Jean-Moro Tubibu estime que les discussions ne produiront des résultats concrets que si elles débouchent sur des engagements en faveur de la paix, de la sécurité et du bien-être des populations congolaises. Des interrogations continuent de entourer les consultations tenues à Bujumbura entre la coalition C64 de l'opposition congolaise et le président burundais, Évariste Ndayishimiye. Alors que les échanges se sont achevés le mardi 7 juillet, certains acteurs de la société civile demeurent prudents quant aux retombées réelles de cette initiative sur la situation politique et sécuritaire en République démocratique du Congo.
Parmi eux figure Jean-Moro Tubibu, acteur social et défenseur des droits humains.

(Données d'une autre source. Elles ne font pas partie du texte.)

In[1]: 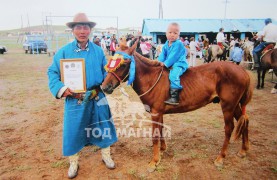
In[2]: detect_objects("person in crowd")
[189,37,199,67]
[106,36,111,55]
[110,38,116,56]
[230,43,243,65]
[158,23,188,105]
[47,13,117,178]
[140,38,151,58]
[100,36,106,52]
[216,28,229,50]
[148,38,157,59]
[253,18,277,68]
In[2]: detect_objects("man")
[216,28,229,50]
[48,13,117,178]
[253,18,277,68]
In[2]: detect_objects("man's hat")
[66,13,96,29]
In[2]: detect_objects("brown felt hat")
[66,13,96,29]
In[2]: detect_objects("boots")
[165,89,179,105]
[68,154,79,179]
[101,146,115,169]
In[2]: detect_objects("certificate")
[60,59,86,93]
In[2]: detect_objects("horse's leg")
[256,67,261,89]
[214,102,234,167]
[261,69,266,88]
[234,105,249,158]
[148,115,162,172]
[160,116,167,154]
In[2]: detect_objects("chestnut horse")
[206,44,227,62]
[101,41,253,172]
[257,46,277,92]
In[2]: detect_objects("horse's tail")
[234,71,254,140]
[208,47,213,62]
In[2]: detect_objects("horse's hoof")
[237,151,246,158]
[214,158,223,168]
[147,162,156,173]
[270,88,277,94]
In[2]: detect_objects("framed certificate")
[60,59,86,93]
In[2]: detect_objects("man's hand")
[62,88,73,97]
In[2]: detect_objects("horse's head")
[101,39,138,94]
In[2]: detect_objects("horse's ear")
[128,39,139,55]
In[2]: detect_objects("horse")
[241,43,254,70]
[206,44,227,62]
[256,44,277,93]
[101,40,253,172]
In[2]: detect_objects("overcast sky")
[0,0,277,30]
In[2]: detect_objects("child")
[189,37,199,67]
[230,43,243,65]
[158,23,188,105]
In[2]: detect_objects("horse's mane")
[119,37,160,66]
[134,52,161,66]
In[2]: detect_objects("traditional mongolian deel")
[158,40,188,89]
[48,40,117,156]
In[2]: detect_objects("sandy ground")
[0,51,277,179]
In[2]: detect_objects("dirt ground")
[0,50,277,179]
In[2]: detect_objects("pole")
[224,0,227,20]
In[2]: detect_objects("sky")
[0,0,277,30]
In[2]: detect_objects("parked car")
[23,35,47,54]
[0,45,8,54]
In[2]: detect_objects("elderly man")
[48,13,117,178]
[253,18,277,68]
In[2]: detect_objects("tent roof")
[142,19,276,35]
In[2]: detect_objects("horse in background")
[101,40,253,172]
[205,44,227,63]
[257,44,277,93]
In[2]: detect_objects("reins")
[139,67,164,97]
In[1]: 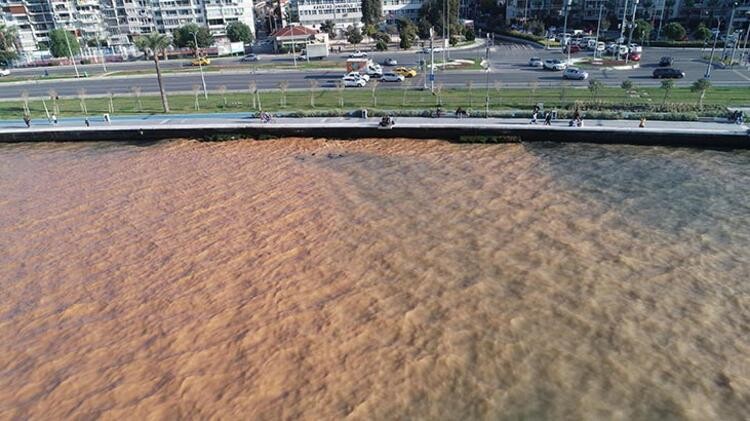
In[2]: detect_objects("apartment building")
[291,0,362,29]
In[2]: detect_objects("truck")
[305,44,328,60]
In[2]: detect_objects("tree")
[346,26,364,45]
[695,23,713,41]
[172,23,214,51]
[49,29,81,59]
[135,32,172,113]
[690,79,711,110]
[661,79,674,104]
[227,21,253,44]
[633,19,654,44]
[0,22,18,65]
[664,22,687,41]
[464,27,477,41]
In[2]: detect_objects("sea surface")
[0,139,750,420]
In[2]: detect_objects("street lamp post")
[563,0,573,64]
[65,30,81,79]
[625,0,639,64]
[703,18,721,79]
[191,32,208,99]
[594,3,604,58]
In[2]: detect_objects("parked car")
[380,72,404,82]
[654,67,685,79]
[659,56,674,67]
[344,72,370,82]
[543,58,568,70]
[192,57,211,66]
[563,67,589,80]
[341,75,367,88]
[393,67,417,77]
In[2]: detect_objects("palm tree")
[135,32,172,113]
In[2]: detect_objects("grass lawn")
[7,84,750,120]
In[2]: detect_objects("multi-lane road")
[0,44,750,99]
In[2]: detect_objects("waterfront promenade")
[0,113,750,148]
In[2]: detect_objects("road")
[0,44,750,99]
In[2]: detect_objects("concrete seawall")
[0,118,750,149]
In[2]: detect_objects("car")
[344,72,370,82]
[393,67,417,77]
[192,57,211,66]
[563,67,589,80]
[653,67,685,79]
[341,75,367,88]
[380,72,404,82]
[659,56,674,67]
[542,58,568,70]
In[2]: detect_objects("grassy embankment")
[7,84,750,120]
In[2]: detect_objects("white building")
[291,0,362,29]
[383,0,424,24]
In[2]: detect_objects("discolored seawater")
[0,139,750,420]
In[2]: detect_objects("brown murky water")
[0,139,750,420]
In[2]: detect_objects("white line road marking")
[732,70,750,81]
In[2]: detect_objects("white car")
[543,58,568,70]
[563,67,589,80]
[344,72,370,82]
[380,72,404,82]
[341,76,367,88]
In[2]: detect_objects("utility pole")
[594,2,604,58]
[721,2,737,60]
[563,0,573,64]
[65,29,81,79]
[484,33,495,118]
[430,28,435,94]
[191,32,208,99]
[703,18,721,79]
[625,0,639,64]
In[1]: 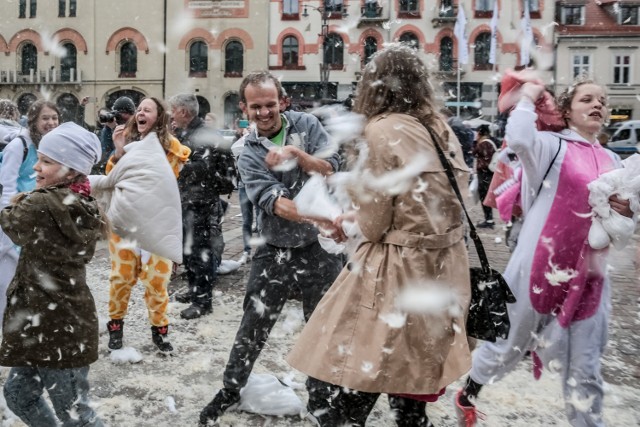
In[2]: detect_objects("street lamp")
[302,0,348,100]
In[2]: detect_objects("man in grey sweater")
[200,72,345,425]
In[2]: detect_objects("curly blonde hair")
[124,96,171,151]
[353,43,440,130]
[556,75,609,122]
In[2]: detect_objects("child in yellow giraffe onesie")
[106,97,191,353]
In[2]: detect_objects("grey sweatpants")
[470,280,611,427]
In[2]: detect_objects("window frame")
[618,5,640,26]
[20,41,38,76]
[224,39,245,77]
[398,31,420,50]
[280,34,300,69]
[560,4,585,25]
[612,53,633,85]
[281,0,300,21]
[118,40,138,78]
[60,41,78,82]
[322,33,344,70]
[438,36,455,72]
[398,0,421,19]
[362,36,378,65]
[189,39,209,77]
[473,0,496,19]
[570,52,593,79]
[473,31,493,71]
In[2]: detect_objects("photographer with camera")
[94,96,136,174]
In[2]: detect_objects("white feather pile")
[588,154,640,249]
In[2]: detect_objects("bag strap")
[425,126,491,274]
[536,138,562,197]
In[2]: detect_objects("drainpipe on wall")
[162,0,167,99]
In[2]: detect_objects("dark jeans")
[223,242,343,391]
[478,169,493,221]
[238,187,253,253]
[4,366,103,427]
[317,392,430,427]
[182,200,224,309]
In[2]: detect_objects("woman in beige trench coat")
[288,45,471,427]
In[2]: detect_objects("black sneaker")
[476,220,496,228]
[151,326,173,353]
[200,388,240,427]
[175,291,191,304]
[180,304,213,320]
[107,319,124,350]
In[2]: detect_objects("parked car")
[607,120,640,154]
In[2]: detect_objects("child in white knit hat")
[0,123,108,426]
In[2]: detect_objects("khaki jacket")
[0,187,101,369]
[288,114,471,394]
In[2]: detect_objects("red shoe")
[453,389,486,427]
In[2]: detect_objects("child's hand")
[609,194,633,218]
[520,82,544,103]
[112,125,127,160]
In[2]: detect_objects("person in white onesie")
[455,79,633,427]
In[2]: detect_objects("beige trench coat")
[288,114,471,394]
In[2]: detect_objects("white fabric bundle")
[89,132,182,263]
[588,154,640,249]
[237,373,306,416]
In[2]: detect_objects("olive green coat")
[0,187,100,369]
[288,114,471,394]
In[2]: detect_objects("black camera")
[98,110,126,125]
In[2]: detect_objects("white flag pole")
[453,4,469,117]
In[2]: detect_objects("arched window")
[60,43,78,82]
[56,93,79,126]
[224,40,244,77]
[323,33,344,69]
[282,36,298,67]
[364,36,378,65]
[224,93,242,129]
[20,43,38,75]
[189,41,209,77]
[473,32,491,70]
[118,42,138,77]
[398,31,420,49]
[440,37,453,71]
[196,95,211,119]
[282,0,300,15]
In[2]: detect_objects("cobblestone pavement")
[191,193,640,386]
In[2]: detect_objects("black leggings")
[319,390,432,427]
[478,170,493,221]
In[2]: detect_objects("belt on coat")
[382,225,464,249]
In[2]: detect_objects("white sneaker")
[238,252,251,264]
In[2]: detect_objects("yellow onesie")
[106,137,191,327]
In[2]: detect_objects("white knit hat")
[38,122,102,175]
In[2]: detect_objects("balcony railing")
[431,4,458,28]
[359,1,389,26]
[0,68,82,85]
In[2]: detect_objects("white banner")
[520,0,533,67]
[453,4,469,64]
[489,0,498,64]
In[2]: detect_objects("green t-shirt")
[269,114,287,147]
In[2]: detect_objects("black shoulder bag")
[426,127,516,342]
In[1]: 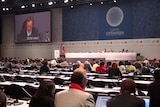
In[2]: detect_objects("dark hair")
[26,16,34,23]
[119,61,124,66]
[0,90,6,107]
[121,78,136,93]
[100,61,105,66]
[71,71,85,86]
[153,69,160,80]
[34,79,55,97]
[112,63,118,68]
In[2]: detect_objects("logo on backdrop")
[106,7,124,36]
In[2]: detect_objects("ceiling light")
[71,5,73,8]
[64,0,68,3]
[101,1,104,4]
[3,8,6,11]
[48,1,53,5]
[21,5,25,9]
[32,4,36,7]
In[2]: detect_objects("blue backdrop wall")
[63,0,160,41]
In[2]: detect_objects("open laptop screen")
[95,95,150,107]
[95,95,111,107]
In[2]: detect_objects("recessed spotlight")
[32,4,36,7]
[64,0,69,3]
[48,1,53,5]
[71,5,73,9]
[3,8,6,11]
[21,5,25,9]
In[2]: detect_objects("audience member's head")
[154,68,160,80]
[121,78,136,94]
[71,72,87,89]
[100,61,105,66]
[34,79,55,97]
[118,61,124,66]
[112,63,118,68]
[0,90,6,107]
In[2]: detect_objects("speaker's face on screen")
[26,21,33,32]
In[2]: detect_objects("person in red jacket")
[96,61,107,74]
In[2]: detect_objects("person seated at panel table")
[55,72,95,107]
[148,68,160,107]
[29,79,55,107]
[106,78,145,107]
[96,61,107,74]
[40,61,49,75]
[92,61,100,72]
[107,63,122,78]
[0,90,7,107]
[74,63,87,76]
[118,61,126,74]
[126,62,136,73]
[140,63,151,75]
[84,60,92,72]
[17,16,40,42]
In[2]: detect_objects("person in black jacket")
[148,68,160,107]
[106,79,145,107]
[29,79,55,107]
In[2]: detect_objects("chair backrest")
[53,78,64,85]
[4,84,26,99]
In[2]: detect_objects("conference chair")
[87,80,106,88]
[22,85,37,98]
[53,78,64,86]
[14,76,37,83]
[4,84,27,99]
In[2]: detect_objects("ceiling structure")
[0,0,117,14]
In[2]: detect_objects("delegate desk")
[65,52,137,60]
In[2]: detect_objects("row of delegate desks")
[0,72,153,89]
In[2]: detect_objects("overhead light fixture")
[48,1,53,5]
[71,5,73,9]
[21,5,25,9]
[89,2,92,6]
[113,0,117,3]
[101,1,104,4]
[3,7,6,11]
[64,0,69,3]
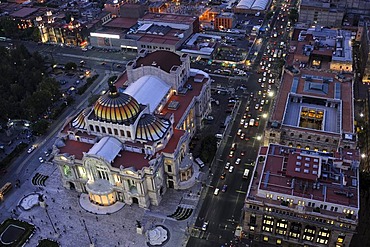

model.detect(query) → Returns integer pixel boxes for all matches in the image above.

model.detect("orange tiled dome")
[94,92,140,123]
[136,114,171,141]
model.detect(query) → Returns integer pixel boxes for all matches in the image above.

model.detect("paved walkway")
[1,159,201,247]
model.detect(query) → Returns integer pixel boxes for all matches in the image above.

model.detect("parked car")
[229,166,234,173]
[225,162,230,170]
[222,184,227,193]
[202,221,208,231]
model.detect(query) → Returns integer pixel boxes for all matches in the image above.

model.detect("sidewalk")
[10,161,205,247]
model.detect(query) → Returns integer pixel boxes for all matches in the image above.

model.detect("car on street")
[225,162,230,170]
[221,184,227,193]
[236,129,242,136]
[27,145,36,154]
[231,142,237,151]
[229,166,234,173]
[213,188,220,196]
[202,221,208,231]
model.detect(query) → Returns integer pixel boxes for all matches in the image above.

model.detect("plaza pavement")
[0,160,206,247]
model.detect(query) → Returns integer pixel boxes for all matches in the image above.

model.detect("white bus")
[243,168,249,178]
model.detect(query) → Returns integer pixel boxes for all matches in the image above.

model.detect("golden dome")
[94,92,140,123]
[136,114,171,141]
[71,108,89,129]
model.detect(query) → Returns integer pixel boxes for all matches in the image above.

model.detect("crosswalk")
[32,173,49,187]
[168,205,194,221]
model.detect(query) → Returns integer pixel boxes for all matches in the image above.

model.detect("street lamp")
[82,219,94,247]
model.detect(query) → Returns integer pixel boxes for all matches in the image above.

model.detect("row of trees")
[0,45,61,123]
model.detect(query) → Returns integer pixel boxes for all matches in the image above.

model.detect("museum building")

Dans une déclaration accordée à notre rédaction, il estime que tout dialogue politique ne peut être jugé qu'à l'aune de ses résultats concrets au profit des citoyens. Selon lui, les Congolais attendent avant tout des solutions capables de mettre fin aux conflits armés, de renforcer la cohésion nationale et d'améliorer leurs conditions de vie. Tout en reconnaissant l'importance des initiatives diplomatiques destinées à rapprocher les différents acteurs politiques, Jean-Moro Tubibu invite les parties prenantes à privilégier l'intérêt général plutôt que les considérations partisanes.
« Les rencontres politiques sont importantes lorsqu'elles ouvrent la voie à des solutions durables. Mais les Congolais ne veulent plus seulement des discussions ou des déclarations. Ils attendent des engagements concrets qui permettent de restaurer la paix, de renforcer la sécurité, de protéger les populations civiles et d'améliorer les conditions de vie. Si ces consultations ne débouchent pas sur des actions tangibles, elles risquent de ne pas répondre aux attentes de la population. », a déclaré Jean-Moro Tubibu.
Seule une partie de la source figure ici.